On Tue, Aug 28, 2012 at 7:47 AM, Peter Karman <[email protected]> wrote:
> On 8/28/12 1:00 AM, Marvin Humphrey wrote:
>> FWIW, speed only matters for Matchers.
>
> even when iterating over a PostingList? That's where I was expecting the
> biggest perf hit. But that's with no evidence at all.
Oh, sheesh, you're right about that. Correction:
Speed generally doesn't matter for any activity that scales with the number of
segments, rather than the number of documents.
The make_matcher() method gets invoked once per segment, so it ordinarily is
not a performance bottleneck. But in your case, you're iterating over a
posting list within make_matcher(), an activity which scales with the number
of documents.
FWIW, if we make SortReader and SortCache public, there's a more efficient way
to do what you're doing: wrap a child Matcher and modify or override the score
depending on what we find is the value in the SortCache for the doc id being
scored.
package MyMatcher;
use base qw( Lucy::Search::Matcher );
my %child;
my %sort_cache;
sub new {
my ($class, %args) = @_;
my $sort_cache = delete $args{sort_cache};
my $child = delete $args{child};
my $self = $class->SUPER::new(%args);
$sort_cache{$$self} = $sort_cache;
$child{$$self} = $child;
return $self;
}
sub DESTROY {
my $self = shift;
delete $child{$$self};
delete $sort_cache{$$self};
$self->SUPER::DESTROY;
}
# Delegate next() and get_doc_id() to the child Matcher.

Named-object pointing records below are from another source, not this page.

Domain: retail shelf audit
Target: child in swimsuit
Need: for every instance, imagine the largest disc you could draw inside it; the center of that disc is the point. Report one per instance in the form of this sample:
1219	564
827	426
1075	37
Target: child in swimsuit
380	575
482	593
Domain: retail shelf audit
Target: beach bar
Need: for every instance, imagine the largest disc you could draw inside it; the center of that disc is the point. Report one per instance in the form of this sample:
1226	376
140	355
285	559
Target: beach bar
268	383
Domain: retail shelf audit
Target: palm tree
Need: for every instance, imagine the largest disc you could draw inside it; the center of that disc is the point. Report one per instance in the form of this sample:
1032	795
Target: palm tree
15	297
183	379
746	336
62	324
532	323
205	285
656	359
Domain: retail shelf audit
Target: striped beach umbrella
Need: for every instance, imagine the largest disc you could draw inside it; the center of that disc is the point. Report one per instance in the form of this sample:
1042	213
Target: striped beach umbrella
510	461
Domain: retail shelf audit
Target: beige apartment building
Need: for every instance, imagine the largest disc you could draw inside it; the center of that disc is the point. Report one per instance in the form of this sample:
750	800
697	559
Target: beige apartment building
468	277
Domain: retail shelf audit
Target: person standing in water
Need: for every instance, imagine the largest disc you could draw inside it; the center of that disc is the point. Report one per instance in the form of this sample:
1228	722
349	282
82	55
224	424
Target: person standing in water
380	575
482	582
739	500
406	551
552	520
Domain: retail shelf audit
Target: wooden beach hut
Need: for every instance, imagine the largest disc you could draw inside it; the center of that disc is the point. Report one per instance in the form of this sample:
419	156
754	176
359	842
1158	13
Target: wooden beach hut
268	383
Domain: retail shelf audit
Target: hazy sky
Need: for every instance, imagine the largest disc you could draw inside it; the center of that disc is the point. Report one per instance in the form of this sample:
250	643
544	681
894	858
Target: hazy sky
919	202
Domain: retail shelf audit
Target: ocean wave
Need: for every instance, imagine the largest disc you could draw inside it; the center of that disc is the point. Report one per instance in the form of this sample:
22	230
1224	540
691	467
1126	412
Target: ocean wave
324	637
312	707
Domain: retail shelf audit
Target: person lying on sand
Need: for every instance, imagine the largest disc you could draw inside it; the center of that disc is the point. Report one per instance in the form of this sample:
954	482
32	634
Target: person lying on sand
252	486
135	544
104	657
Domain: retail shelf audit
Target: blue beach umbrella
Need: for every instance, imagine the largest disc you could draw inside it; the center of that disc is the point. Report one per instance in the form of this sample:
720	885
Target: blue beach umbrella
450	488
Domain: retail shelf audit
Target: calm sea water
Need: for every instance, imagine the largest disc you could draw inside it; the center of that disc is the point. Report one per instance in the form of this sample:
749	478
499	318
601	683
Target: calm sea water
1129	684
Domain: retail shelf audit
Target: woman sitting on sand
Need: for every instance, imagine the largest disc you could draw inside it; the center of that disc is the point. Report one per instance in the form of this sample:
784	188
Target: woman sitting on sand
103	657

sub next { $child{ ${+shift} }->next }
sub get_doc_id { $child{ ${+shift} }->get_doc_id }
my %magic_scores = (
a => 100,
b => 200,
c => 300,
d => 400,
);
sub score {
my $self = shift;
# Try for special score.
my $doc_id = $self->get_doc_id;
my $ord = $sort_cache{$$self}->ordinal($doc_id);
my $value = $sort_cache{$$self}->value($ord);
if ($value) {
my $magic_score = $magic_scores{$value};
return $magic_score if $magic_score;
}
# Fall back to child Matcher's score.
return $child_matcher{$$self}->score;
}
Wrapping a child Query would also allow you to eliminate all that TFIDF stuff
in your subclass.
The same basic approach can work when fetching values with a DocReader instead
of a SortCache. There would be some kind of speed loss for deserializing the
entire document rather than fetching a value from a sort cache, but DocReader
is already public.
Marvin Humphrey